Meist kamen sie aus ländlicheren Gebieten in die Stadt, weil sie hier als Mägde, Hausmädchen, Kindermädchen oder Köchinnen Arbeit finden konnten. Sie lebten und wohnten im Haushalt ihrer jeweilen Dienstherrschaft.  „Ihr Leben war hart, Verdienst und soziale Sicherheit gering, die Arbeitszeiten lang, die Abhängigkeit von den Dienstherren groß und Privatleben nicht möglich“, erzählt Walter Leicht.

Zumindest einen kleinen Einblick in das Leben einer Magd bekommt man durch das Dienstbotenbuch, das jeder Dienstbote damals besitzen müsste. Bis heute erhalten geblieben ist das Dienstbotenbuch von Franziska Fuchshuber. Auch ihrem Leben widmet sich die aktuelle kleine Sonderausstellung im Städtischen Museum Rosenheim.
Geboren wurde sie im Jahr 1834 in der Gemeinde Raitenhart im Landkreis Altötting. Im Alter von 16 Jahren trat sie zum ersten Mal bei einem Bauern in der Nähe ihres Heimatortes in Dienst. 1884 – also 5o Jahre später, sind in ihrem Dienstbotenbuch bereits 25 verschiedene Arbeitsstellen verzeichnet.

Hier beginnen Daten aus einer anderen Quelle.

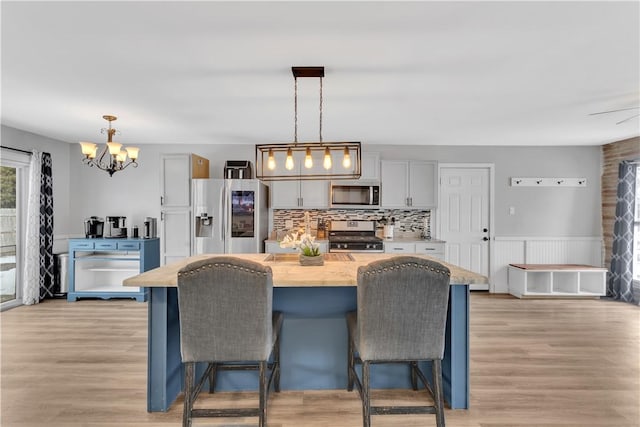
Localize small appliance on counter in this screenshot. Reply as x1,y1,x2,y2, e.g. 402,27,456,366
84,216,104,239
329,220,384,252
224,160,251,179
104,216,127,239
142,216,158,239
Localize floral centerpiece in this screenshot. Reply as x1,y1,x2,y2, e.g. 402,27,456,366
280,232,324,265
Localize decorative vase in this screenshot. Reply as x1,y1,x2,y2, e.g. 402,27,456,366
300,254,324,266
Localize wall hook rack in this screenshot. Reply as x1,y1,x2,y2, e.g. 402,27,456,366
511,177,587,187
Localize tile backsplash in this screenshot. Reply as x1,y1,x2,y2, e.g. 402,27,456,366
273,209,431,237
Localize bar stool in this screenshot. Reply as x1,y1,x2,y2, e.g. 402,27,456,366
347,256,450,427
178,256,282,427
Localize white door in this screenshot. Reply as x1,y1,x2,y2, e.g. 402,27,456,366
438,167,491,290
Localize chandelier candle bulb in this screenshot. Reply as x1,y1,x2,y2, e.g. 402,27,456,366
304,147,313,169
322,147,331,170
284,148,293,170
342,147,351,169
267,149,276,170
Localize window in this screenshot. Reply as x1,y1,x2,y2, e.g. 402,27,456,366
0,150,29,310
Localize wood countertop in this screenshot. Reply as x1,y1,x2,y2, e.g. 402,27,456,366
123,253,489,287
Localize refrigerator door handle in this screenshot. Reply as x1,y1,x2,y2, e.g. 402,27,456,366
218,182,227,248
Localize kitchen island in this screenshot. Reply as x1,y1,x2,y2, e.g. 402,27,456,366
123,253,487,412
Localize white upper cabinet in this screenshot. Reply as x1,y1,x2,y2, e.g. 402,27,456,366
360,153,380,181
160,154,191,209
271,180,329,209
380,160,438,209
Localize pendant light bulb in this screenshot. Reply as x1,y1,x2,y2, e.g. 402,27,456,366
342,147,351,169
304,147,313,169
267,149,276,170
322,147,331,169
284,148,293,170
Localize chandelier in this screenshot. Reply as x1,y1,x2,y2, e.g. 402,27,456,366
80,115,140,176
256,67,361,181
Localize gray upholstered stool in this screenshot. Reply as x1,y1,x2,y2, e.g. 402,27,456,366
347,256,450,427
178,256,282,427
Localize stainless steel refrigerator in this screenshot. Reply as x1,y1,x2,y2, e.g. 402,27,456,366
191,179,269,255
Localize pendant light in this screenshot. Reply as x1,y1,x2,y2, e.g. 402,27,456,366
256,67,361,181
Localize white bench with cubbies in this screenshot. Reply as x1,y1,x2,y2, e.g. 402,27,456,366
509,264,607,298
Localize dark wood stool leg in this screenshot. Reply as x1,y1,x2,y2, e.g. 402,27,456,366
409,362,418,390
258,362,268,427
182,362,195,427
362,361,371,427
347,331,355,391
431,359,445,427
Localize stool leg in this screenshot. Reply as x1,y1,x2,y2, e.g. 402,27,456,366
209,363,218,393
431,359,445,427
273,333,280,393
362,361,371,427
409,362,418,390
347,331,355,391
258,361,267,427
182,362,195,427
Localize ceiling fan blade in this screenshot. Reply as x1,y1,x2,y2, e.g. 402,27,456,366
616,113,640,125
589,107,640,117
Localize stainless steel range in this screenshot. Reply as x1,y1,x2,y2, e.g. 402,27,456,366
329,221,384,252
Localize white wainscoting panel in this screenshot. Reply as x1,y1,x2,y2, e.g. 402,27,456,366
491,237,602,293
489,238,525,294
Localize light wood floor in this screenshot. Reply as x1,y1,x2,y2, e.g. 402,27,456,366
0,294,640,427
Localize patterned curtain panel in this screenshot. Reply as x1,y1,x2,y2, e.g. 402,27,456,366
22,150,42,305
607,161,638,304
40,153,56,300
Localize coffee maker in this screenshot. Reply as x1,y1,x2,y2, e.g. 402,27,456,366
84,216,104,239
104,216,127,239
142,216,158,239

Zweimal wegen „nicht entsprechendem“
Verhalten entlassen

Zweimal wurde die ledige Magd wegen „nicht entsprechendem“ Betragen entlassen. Anfangs war Franziska Stallmagd, später dann als Köchin, Haus- oder Kindsmagd beschäftigt. Über Kraiburg und Wasserburg gelangte sie schließlich nach Rosenheim.
1886 fand sie in Rosenheim beim Lebzelter Sebastian Ruedorffer eine neue Stelle. Dort konnte sie bis zu ihrem Tod bleiben. Am 8. Mai 1922 meldete Christine Ruedorffer, dass die Dienstmagd im Haus der Familie in ihrem Beisein mit über 87 Jahren verstorben sei.
Wohl eher ein Einzelfall, wie andere alte Aufzeichnungen zeigen. Viele Dienstboten wurden aufgrund ihres harten Lebens bei weitem nicht so alt und fristeten nach ihrem Arbeitsleben nicht selten ein klägliches Dasein.
Der „Schlenklmarkt“ in Rosenheim verlor seine Bedeutung, als 1920 ein städtisches Arbeitsamt ins Leben gerufen wurde. Zuerst stationiert beim Mittertor – also dort, wo heute das Städtische Museum in Rosenheim beheimatet ist, bis es dann, 8 Jahre später unter staatliche Fittiche kam und in die ehemalige Brauerei und Gaststätte „Bräu am Anger“ umzog.